Eu não. Eu já havia aceitado a morte, assim como aceitei a solidão enquanto estava vivo. Também pudera, apesar de ali aparentar ter não mais que vinte e poucos anos, quando meu coração finalmente parou por puro cansaço, seis décadas já haviam se passado desde que eu cometera o pecado que me trouxera até aqui.
Sentei-me ao seu lado, sem fazer pergunta alguma. O motivo de sua condenação era obvia: sangue jazia coagulado pelo meio de suas pernas, indicando não só a forma como morrera, mas também o motivo por ela estar aqui, chorando feito uma criança.
— Você estava grávida de quantos meses? —  perguntei.
— Seis —  seus olhos exprimiam incredulidade, como quem esperava gritos ao invés de perguntas. — Era tarde demais para que algum remédio fizesse efeito. Meus pais tentaram me dissuadir da idéia, mas Carlos havia me largado e eu precisava me vingar dele de alguma forma. Não sei por que eu cometi tamanha burrice, eu sou uma tola, uma idiota! — ela começou a chorar copiosamente, chamando atenção dos sobrenaturais seres que nos vigiavam, mas não o suficiente para que qualquer um deles esboçasse alguma reação. — Eu imitei a idéia de um seriado, coloquei um ferro em mim mesma, esperando assim que o bebe morresse, mas acabei pegando uma infecção e morrendo. Acho que foi melhor assim, deve ter sido castigo de Deus pelo o que eu fiz.
— O castigo está apenas começando. — estranhamente aquilo pareceu confortá-la, mas eu a entendia. Eu também sentia como se dor alguma pudesse me redimir. — Então é tolice começar a chorar agora, quando tudo que temos para sofrer é pela espera.
— Eu não estou chorando por mim. Eu estou chorando pelo meu bebe. Ele merecia ter uma vida boa. Era um menino, é estranho, mas agora eu não consigo parar de imaginar como teria sido a infância dele: se ele seria um bom garoto, se ele jogaria futebol bem, se ele teria muitos amigos. Eu daria tudo para saber como seriam as namoradinhas dele.
— Ou os namoradinhos — eu disse, sem me dar conta de que aquilo não era o tipo de coisa a se dizer a uma mãe, mesmo uma que matara o próprio filho.

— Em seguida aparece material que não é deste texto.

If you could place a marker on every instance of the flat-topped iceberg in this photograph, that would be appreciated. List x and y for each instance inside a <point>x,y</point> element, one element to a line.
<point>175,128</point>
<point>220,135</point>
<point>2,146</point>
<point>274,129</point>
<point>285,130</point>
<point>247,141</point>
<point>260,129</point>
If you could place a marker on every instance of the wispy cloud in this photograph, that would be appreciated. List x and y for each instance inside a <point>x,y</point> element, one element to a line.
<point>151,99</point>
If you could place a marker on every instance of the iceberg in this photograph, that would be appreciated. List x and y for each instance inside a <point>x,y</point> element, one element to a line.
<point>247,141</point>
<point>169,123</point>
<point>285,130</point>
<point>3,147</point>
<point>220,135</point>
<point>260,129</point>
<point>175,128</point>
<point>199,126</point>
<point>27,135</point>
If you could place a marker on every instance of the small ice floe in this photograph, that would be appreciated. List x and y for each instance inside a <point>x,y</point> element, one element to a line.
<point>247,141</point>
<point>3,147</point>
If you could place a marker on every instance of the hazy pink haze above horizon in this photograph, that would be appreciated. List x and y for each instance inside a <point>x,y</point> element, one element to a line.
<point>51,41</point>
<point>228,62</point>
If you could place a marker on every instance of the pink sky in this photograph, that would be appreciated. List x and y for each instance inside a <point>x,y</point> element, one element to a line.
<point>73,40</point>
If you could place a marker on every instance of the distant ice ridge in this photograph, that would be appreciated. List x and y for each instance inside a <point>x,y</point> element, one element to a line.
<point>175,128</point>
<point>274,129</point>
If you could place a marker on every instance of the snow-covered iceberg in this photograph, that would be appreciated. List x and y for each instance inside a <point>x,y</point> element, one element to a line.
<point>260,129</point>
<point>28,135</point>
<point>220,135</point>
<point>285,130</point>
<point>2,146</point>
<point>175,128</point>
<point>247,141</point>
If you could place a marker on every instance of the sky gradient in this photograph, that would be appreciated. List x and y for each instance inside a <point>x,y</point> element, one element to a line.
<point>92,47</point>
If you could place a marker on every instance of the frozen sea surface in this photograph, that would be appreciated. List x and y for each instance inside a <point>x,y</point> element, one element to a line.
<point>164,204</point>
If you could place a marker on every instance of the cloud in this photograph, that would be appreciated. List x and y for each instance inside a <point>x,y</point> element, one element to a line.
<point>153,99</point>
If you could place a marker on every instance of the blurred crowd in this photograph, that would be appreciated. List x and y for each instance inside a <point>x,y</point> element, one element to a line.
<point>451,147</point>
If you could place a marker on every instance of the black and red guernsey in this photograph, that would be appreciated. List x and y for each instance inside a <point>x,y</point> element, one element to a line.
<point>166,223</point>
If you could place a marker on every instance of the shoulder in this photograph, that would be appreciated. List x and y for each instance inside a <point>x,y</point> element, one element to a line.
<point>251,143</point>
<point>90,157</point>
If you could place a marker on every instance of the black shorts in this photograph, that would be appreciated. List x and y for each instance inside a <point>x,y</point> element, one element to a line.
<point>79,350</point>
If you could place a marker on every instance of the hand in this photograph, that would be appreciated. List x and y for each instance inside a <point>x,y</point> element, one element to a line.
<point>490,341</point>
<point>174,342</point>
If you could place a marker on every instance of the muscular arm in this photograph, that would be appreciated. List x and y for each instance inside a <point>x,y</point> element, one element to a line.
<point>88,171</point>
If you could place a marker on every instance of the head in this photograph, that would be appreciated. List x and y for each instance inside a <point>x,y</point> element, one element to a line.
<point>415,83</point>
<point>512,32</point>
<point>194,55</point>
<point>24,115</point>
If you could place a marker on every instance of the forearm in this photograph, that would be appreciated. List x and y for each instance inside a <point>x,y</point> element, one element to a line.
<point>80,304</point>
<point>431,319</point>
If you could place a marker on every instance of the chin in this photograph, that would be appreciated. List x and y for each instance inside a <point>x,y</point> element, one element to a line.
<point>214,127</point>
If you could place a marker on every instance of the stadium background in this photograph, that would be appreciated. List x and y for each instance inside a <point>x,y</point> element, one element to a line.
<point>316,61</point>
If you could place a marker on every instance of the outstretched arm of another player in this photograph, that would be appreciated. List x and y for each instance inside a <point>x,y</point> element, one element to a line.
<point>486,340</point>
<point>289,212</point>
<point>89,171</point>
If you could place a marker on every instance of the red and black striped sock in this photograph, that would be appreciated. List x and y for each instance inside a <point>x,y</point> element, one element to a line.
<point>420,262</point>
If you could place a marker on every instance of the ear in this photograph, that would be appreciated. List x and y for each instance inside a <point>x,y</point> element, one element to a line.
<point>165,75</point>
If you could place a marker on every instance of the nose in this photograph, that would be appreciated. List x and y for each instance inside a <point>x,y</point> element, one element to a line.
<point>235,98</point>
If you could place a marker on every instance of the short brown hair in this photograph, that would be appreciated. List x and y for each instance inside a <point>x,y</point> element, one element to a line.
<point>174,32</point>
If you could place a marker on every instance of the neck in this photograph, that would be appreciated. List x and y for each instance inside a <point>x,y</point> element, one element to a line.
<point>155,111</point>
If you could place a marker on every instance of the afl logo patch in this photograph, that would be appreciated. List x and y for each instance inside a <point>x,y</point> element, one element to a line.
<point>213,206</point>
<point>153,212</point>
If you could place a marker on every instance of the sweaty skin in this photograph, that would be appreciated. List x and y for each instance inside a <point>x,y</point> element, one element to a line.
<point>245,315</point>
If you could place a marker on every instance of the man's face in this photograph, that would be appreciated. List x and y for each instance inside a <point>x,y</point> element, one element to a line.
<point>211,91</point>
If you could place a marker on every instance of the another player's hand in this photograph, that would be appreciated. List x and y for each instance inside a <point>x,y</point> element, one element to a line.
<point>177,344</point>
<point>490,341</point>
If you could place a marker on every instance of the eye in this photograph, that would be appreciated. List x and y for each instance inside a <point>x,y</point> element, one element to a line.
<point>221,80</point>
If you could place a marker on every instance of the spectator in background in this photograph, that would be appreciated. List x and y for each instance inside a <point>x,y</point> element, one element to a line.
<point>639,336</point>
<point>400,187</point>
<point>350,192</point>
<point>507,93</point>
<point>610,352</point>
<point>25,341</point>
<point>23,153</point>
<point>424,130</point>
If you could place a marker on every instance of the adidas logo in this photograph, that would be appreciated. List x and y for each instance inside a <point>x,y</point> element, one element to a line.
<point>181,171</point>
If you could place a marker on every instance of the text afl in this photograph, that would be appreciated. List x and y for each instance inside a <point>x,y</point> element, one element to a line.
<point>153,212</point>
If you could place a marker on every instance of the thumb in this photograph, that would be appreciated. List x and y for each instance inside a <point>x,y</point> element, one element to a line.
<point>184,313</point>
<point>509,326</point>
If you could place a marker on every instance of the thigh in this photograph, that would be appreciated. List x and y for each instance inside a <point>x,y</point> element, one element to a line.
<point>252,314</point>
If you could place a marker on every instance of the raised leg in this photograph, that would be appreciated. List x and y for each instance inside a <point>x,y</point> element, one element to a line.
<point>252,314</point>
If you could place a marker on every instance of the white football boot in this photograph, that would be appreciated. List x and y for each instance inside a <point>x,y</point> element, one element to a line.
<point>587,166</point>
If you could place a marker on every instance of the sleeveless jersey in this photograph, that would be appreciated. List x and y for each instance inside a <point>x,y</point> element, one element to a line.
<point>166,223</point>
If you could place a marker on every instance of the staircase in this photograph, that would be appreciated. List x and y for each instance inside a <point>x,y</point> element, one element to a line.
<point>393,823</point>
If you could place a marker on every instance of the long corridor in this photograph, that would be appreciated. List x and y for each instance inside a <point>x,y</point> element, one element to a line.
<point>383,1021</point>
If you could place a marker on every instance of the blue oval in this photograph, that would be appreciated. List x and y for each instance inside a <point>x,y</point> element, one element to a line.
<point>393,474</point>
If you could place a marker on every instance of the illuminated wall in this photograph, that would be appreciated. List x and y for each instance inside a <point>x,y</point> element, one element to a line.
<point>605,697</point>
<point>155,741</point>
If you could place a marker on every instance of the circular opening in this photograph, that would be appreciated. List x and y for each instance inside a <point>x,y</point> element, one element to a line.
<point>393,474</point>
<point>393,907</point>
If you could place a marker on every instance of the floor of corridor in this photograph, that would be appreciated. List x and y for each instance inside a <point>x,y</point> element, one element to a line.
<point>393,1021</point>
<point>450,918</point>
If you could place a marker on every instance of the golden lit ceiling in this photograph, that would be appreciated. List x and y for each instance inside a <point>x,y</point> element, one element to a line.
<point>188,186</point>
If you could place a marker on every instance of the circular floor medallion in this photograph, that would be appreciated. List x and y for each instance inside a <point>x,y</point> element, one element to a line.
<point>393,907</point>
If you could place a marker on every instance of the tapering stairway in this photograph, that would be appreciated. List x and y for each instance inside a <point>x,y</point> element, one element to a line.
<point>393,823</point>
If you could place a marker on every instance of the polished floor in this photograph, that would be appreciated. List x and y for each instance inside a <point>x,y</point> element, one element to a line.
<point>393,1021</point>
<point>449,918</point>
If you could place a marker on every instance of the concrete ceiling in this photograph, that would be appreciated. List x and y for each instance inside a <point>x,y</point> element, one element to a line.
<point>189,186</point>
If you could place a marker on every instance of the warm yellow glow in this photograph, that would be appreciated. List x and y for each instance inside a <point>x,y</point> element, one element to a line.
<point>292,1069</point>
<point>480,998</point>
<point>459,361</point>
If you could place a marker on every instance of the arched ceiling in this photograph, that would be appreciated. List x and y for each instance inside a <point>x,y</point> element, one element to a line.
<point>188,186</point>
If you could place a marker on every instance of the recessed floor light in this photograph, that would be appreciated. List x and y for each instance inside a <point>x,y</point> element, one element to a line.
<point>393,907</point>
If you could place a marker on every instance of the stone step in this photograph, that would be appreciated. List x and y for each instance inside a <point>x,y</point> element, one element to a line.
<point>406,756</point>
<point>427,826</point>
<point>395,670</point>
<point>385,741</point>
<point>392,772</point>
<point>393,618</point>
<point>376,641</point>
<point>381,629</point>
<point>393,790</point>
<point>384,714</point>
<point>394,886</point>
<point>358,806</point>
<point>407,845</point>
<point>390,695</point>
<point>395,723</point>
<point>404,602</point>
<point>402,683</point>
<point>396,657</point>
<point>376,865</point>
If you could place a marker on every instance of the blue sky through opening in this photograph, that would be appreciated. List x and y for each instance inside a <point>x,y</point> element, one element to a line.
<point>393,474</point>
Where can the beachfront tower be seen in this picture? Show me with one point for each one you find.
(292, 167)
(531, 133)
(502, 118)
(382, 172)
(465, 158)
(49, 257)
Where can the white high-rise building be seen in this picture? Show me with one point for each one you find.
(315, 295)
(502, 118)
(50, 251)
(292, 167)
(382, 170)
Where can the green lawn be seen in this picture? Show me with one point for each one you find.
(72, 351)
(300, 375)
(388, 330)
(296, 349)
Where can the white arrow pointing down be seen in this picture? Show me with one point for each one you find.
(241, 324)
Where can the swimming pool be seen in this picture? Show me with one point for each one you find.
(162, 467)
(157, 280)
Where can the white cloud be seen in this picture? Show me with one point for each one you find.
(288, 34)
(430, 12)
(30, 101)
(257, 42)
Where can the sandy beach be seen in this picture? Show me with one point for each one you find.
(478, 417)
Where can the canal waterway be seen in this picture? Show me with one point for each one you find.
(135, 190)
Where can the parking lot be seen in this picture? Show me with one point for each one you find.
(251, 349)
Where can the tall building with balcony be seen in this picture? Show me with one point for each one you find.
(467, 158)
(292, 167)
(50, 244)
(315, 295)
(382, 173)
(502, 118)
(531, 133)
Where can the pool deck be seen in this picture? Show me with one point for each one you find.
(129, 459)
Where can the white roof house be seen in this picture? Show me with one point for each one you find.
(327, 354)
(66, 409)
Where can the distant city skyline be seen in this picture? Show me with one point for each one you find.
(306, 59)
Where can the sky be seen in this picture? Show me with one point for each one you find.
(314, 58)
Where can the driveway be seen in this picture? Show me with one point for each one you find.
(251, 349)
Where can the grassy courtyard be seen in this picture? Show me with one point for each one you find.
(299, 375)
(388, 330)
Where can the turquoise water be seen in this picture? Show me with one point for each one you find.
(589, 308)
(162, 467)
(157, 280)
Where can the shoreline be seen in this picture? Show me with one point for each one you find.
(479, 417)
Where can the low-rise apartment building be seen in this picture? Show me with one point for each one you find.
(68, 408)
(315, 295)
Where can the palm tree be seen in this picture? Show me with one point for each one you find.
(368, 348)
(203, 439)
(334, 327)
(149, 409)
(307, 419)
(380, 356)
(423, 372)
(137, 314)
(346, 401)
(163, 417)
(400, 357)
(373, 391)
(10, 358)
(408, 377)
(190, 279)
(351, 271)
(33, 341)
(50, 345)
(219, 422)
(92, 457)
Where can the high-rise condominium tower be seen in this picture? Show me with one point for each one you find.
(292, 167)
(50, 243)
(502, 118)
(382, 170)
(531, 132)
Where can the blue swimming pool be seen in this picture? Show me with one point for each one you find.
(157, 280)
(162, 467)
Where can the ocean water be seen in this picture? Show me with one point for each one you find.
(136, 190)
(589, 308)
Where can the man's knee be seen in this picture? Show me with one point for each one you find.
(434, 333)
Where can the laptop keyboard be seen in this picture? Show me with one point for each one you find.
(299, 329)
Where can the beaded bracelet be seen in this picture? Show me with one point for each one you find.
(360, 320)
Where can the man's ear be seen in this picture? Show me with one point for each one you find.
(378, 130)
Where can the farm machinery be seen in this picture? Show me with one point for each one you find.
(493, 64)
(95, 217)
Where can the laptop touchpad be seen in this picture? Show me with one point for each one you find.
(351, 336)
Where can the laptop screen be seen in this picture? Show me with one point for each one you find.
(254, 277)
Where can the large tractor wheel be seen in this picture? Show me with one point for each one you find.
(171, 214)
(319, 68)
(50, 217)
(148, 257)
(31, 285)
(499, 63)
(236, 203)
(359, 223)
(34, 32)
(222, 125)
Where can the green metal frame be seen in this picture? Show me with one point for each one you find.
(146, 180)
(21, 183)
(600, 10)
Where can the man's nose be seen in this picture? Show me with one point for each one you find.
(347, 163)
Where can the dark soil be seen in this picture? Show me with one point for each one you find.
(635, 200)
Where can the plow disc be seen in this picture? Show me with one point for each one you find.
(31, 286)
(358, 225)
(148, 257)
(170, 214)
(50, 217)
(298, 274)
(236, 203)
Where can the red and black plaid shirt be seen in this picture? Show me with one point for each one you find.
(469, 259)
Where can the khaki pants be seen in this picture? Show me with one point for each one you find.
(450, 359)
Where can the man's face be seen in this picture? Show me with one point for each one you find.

— Eu não me importaria se ele fosse gay. Eu odiava os gays quando estava viva, mas acho que era tudo por causa da religião e porque o meu Carlos me deixou por um cara. Agora que eu estou morta percebo o quão idiota foi a atitude dele, mas não porque ele gostava de homens e sim porque ele era um canalha, não importando sua sexualidade. É estranho o quanto a gente cresce quando se despe de tudo aquilo que deveria ser.
— Então seu namorado era narniano? Quero dizer… ele estava no armário? Não o culpe, é difícil viver na situação dele, sem se aceitar. O que ele fez foi errado, mas ele estava apenas confuso, assim como você também estava quando fez o que fez. É duro viver num mundo onde você mesmo não se aceita.
— Então você acha que tudo que eu estava era confusa? — Ela disse, incrédula.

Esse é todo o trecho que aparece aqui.